The Billboard featured a well-dressed man in a suit jacket and open necked shirt. The man was sitting down and was accompanied by a dark haired young woman who was leaning over him. The woman was in her underwear which included a suspender belt. The man had his left hand on the young woman’s left arm, his right hand was leaning over her lower back. The Caption read:
“6th Sense Global Design
DRESS TO IMPRESS”
The same couple appeared in this advertisement dressed as described above. They were both standing and wore sultry expressions. The man had his right arm draped across the woman’s right arm with his hand embracing her shoulder. She had her left hand on the man’s waist. The caption read the same as above.
All complainants considered the advertising to be sexist and demeaning to women. Some considered it inappropriate for children’s viewing. One complainant objected to the inclusion of the advertisement in a match programme, where there was a greater likelihood of children seeing it, to be inappropriate.

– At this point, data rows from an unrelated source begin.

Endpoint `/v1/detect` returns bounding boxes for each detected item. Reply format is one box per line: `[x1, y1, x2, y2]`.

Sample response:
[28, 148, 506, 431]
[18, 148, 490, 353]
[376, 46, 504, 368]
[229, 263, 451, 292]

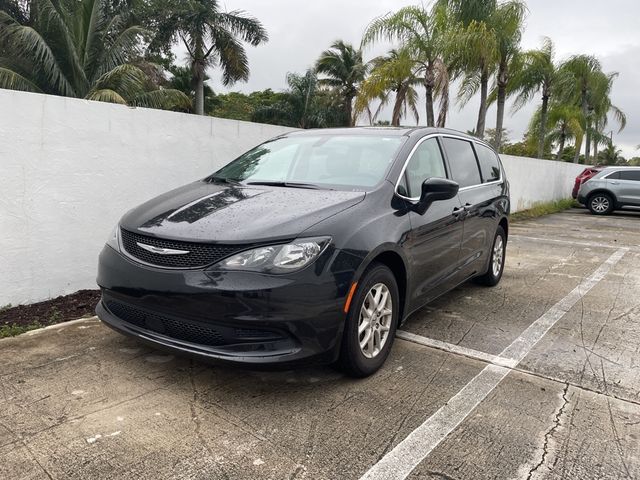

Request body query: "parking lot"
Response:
[0, 209, 640, 479]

One complainant queried why a young woman had to appear in her underwear in an advertisement for men’s clothing.
The advertisers said it had never been their intention to offend anybody with their advertising campaign. They said they were no longer using the advertising and had replaced the imagery in question.

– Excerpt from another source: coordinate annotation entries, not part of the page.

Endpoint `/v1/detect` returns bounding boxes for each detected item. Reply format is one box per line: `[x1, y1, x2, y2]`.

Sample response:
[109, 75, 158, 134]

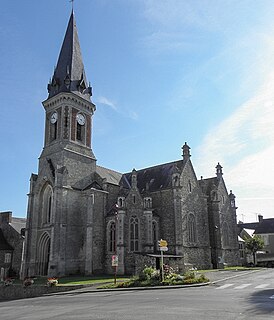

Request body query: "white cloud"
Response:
[97, 96, 118, 111]
[195, 74, 274, 220]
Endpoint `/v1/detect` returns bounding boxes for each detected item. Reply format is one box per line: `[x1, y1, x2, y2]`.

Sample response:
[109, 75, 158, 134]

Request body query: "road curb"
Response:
[44, 270, 261, 296]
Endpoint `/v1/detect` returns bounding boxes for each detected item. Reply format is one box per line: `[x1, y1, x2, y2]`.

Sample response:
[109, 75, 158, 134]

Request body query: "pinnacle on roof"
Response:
[48, 11, 92, 101]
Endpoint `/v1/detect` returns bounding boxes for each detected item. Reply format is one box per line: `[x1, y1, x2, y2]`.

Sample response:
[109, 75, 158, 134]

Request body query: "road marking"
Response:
[255, 283, 269, 289]
[216, 283, 234, 290]
[235, 283, 251, 289]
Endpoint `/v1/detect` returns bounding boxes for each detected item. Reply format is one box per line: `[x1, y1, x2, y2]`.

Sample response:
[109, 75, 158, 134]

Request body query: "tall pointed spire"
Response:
[48, 10, 92, 101]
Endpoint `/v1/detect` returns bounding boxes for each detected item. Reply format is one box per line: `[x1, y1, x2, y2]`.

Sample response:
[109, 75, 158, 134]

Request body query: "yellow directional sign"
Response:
[159, 239, 167, 247]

The advertisers forwarded a copy of their new advertising campaign with their response. This Campaign featured the same man as the previous campaign but this time he was featured on his own.
The Complaints Committee considered the details of the complaints and the advertisers’ response. They reminded the advertisers that “Marketing communications should respect the principle of equality of men and women. They should avoid gender stereotyping and any exploitation or demeaning of men or women” and “not use offensive or provocative copy or images merely to attract attention.
The Committee noted that the product being advertised in this case was men’s clothing. They considered that the images in question had been used merely to attract attention and were provocative and exploitative. The Committee concluded that the advertising was in breach of Sections 3.17, 3.18 and 3.20 of the Code.
As the advertising had been amended no further action was required in this case. The Committee reminded the advertisers, however, to avoid provocative and gender stereotyping imagery in future marketing communications.